Quality improvement seems to be here to stay. Regulators at all levels require it. But I believe that evidence of its success is not as clear as they suggest. Just last week, The BMJ, formerly the British Medical Journal, published a study that found no evidence that introducing quality metrics has resulted in a significant reduction in patient mortality. The leaders of the quality movement’s version of quality improvement developed out of industrial engineering, so they are always comparing the care of patients to things like the production of cars or the flying of airplanes. People are far more varied than cars on an assembly line or planes on the runway. So quality metrics always feel forced to me, especially for the more interactive medical encounters.

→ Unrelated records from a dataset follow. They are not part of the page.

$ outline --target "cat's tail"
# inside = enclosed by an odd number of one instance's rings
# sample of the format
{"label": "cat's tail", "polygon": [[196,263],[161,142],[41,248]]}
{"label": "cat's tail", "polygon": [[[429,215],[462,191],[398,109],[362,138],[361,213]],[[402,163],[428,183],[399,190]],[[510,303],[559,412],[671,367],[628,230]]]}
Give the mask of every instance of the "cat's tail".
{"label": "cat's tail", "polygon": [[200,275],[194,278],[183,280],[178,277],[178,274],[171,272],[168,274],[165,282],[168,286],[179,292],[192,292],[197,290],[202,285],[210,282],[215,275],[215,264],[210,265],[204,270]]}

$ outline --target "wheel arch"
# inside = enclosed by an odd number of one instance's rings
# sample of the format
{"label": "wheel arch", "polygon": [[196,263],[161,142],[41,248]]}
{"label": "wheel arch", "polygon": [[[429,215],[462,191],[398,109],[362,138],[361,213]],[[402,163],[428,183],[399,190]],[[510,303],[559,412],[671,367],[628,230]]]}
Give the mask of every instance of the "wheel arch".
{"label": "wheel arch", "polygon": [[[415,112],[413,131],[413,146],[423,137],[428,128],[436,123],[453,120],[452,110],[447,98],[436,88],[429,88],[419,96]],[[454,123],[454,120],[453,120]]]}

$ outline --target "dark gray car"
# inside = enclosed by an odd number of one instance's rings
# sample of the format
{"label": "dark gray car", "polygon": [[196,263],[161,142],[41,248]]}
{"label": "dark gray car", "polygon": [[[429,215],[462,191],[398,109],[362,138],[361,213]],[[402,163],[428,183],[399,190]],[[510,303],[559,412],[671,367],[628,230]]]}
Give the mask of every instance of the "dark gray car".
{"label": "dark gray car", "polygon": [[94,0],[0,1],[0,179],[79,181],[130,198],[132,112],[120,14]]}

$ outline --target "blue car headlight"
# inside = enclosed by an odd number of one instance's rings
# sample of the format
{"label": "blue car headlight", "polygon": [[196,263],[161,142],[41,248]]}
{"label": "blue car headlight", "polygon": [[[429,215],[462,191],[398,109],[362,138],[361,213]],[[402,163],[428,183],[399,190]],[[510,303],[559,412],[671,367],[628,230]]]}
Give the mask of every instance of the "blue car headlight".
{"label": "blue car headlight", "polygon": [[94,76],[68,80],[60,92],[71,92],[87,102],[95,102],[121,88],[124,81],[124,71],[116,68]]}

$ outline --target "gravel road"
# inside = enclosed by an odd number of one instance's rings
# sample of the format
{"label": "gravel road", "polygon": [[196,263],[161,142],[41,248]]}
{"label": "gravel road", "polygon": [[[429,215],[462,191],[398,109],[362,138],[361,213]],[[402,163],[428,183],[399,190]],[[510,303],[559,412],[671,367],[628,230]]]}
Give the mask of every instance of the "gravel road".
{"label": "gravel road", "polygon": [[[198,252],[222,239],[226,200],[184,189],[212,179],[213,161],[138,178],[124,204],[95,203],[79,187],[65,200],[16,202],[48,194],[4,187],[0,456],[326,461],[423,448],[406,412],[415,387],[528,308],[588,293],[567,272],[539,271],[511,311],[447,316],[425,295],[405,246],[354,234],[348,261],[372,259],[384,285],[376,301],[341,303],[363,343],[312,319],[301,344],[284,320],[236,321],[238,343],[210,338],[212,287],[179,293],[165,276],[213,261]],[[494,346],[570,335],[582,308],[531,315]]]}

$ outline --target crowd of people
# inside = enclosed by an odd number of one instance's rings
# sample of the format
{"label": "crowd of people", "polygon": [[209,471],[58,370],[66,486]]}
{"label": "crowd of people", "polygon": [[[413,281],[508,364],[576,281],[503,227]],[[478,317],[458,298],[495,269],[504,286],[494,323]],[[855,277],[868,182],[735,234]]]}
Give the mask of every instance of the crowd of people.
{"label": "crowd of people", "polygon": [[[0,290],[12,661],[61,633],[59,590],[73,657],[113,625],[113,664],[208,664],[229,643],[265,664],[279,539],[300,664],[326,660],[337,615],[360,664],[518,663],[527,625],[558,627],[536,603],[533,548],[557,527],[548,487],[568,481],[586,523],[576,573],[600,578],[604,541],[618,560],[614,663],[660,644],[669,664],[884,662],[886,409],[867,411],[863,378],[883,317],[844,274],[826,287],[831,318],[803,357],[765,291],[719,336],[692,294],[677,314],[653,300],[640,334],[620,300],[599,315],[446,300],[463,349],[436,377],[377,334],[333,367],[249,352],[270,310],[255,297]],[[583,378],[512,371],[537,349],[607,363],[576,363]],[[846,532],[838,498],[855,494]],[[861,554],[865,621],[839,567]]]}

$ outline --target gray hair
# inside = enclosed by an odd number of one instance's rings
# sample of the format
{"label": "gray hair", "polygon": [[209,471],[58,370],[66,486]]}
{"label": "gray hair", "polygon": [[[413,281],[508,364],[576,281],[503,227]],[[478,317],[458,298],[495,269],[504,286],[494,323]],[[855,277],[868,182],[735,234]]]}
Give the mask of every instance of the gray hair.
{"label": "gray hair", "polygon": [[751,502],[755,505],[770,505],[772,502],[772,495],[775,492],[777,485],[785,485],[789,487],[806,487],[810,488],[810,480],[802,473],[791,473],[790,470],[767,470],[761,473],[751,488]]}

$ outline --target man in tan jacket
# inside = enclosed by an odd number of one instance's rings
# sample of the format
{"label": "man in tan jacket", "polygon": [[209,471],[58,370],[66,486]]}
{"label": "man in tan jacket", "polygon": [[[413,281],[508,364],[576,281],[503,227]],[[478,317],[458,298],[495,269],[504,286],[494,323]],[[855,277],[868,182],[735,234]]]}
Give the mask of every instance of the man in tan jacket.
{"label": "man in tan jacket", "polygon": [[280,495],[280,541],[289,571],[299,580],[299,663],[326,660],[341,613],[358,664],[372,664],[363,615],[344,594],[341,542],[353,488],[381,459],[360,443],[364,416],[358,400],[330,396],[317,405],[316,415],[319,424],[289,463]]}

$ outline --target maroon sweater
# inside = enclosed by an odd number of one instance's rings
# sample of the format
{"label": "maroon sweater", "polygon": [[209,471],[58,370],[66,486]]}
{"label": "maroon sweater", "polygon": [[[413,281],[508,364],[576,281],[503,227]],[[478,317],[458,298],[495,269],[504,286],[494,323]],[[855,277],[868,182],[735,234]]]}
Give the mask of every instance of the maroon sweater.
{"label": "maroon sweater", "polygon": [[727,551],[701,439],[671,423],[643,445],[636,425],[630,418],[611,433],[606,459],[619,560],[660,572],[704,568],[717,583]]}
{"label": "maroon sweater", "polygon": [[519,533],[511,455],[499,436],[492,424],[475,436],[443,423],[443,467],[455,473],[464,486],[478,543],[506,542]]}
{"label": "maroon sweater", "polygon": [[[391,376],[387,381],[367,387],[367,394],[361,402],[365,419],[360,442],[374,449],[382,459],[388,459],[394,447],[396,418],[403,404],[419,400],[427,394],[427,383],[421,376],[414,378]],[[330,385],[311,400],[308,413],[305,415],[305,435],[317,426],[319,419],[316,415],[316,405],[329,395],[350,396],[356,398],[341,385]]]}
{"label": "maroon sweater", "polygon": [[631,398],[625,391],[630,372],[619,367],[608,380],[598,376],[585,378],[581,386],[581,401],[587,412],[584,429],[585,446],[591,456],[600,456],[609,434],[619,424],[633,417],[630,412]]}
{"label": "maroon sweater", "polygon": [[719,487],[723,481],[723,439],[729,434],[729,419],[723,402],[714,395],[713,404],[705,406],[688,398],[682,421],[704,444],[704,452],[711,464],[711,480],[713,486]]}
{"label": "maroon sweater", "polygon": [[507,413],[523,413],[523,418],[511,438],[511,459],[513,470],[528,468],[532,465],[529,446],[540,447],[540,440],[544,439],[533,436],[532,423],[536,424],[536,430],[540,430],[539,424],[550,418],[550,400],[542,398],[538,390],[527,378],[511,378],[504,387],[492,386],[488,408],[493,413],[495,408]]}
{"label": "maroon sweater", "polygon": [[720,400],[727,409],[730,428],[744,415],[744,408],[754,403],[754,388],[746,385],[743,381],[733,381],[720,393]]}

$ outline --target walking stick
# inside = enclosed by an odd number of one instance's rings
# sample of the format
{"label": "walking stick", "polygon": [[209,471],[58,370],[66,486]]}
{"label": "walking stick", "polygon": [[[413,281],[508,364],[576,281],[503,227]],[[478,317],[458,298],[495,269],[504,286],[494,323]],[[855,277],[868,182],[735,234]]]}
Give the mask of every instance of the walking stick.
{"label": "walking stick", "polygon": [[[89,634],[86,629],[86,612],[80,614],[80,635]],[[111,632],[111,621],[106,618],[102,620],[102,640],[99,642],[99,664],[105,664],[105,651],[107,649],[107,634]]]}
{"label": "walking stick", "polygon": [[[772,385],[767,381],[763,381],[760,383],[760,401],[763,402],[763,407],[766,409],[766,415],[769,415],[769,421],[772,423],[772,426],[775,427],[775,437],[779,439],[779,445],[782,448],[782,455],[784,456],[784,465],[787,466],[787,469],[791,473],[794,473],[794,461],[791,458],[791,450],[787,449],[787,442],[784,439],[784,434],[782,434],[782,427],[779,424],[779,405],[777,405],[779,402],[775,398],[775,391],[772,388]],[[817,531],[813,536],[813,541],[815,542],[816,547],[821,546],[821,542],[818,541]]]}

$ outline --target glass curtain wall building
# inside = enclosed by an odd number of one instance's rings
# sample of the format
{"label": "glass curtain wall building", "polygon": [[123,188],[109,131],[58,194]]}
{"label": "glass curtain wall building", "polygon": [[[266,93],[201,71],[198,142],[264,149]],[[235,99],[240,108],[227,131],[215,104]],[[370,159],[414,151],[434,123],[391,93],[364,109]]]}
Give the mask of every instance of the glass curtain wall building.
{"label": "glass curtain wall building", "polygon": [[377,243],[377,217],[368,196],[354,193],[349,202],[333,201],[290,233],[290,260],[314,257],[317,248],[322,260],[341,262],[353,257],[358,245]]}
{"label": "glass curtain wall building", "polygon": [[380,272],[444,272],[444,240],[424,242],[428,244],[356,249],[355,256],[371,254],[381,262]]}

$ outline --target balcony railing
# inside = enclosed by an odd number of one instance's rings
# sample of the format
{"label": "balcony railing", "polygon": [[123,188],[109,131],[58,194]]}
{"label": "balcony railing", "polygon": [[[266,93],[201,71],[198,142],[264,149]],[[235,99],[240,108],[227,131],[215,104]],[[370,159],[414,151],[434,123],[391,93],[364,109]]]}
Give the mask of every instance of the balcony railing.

In my own specialty, the current quality metrics all encourage me to perform standardized screens on patients or to document carefully. None of them require me to develop a relationship with a patient so that I can, say, foster hope after a suicide attempt, or knit a psychotic person back into the life of their family. Yet that is was my patients want, those human relationships. It is also what physicians want, and the most recent studies suggest that most physicians are dispirited by quality metrics.
But not all physicians are equally skilled or conscientious. As a patient, I feel more comfortable knowing there are rules and standards that doctors have to meet.
I don’t think physicians should be free to do whatever they want. Their thinking and decision-making should be held up to scrutiny. A physician’s standard of quality should be evidence-based, but even more, it should be patient-centered. The standard should be what the patient defines as what matters. So if you are suffering chronic pain, it is not just a reduction of your score on a standardized pain scale, but your ability to resume the activities you identify as constitutive of your life.
You talk about wanting to be able to sit with patients and talk with them, to really “see” them. All that takes time that physicians don’t generally have. I understand your book isn’t a how-to manual. But, really, how can physicians do this, even if they want to?
It’s a real challenge. It’s important to use the time you have in service of the patient’s needs. I don’t review records while I’m in the room with a patient. I try to make every question be about the patient. I have to ask standard questions, but I try to do that as way to get to know the patient. For example, if I have to ask questions about what they can remember, I’d ask about a book they have with them. Part of my concern about checklists is that they train you to follow a script instead of following your patients.
Only 55 percent of psychiatrists take insurance compared with nearly 90 percent of physicians in other specialties. That puts their services out of financial reach for many people who could use their help. How does that square with your vision of doctors as healers and teachers?
It’s deeply concerning to me. I’ve made a conscious choice to work at a safety net hospital, so I can see people regardless of their ability to pay. I hope that through things like the Medicaid expansion and mental health parity, more psychiatrists will work with people who have mental illness.
You talk about the virtues of “slow” medicine, similar to the slow food movement, where physicians reject providing care in a standardized, mass-produced fashion. One path that some physicians have chosen is to establish boutique practices that accept a limited number of patients who pay extra fees for more personal attention and better access. What’s your perspective on that?
It sounds appealing to me. In most descriptions of boutique medicine, they talk about it like a lovely restaurant, one that I couldn’t afford to go to every night. I think it’s an interesting model but not a solution to the large problems facing medicine, in particular the ability to provide care to the most needy among us and the indigent.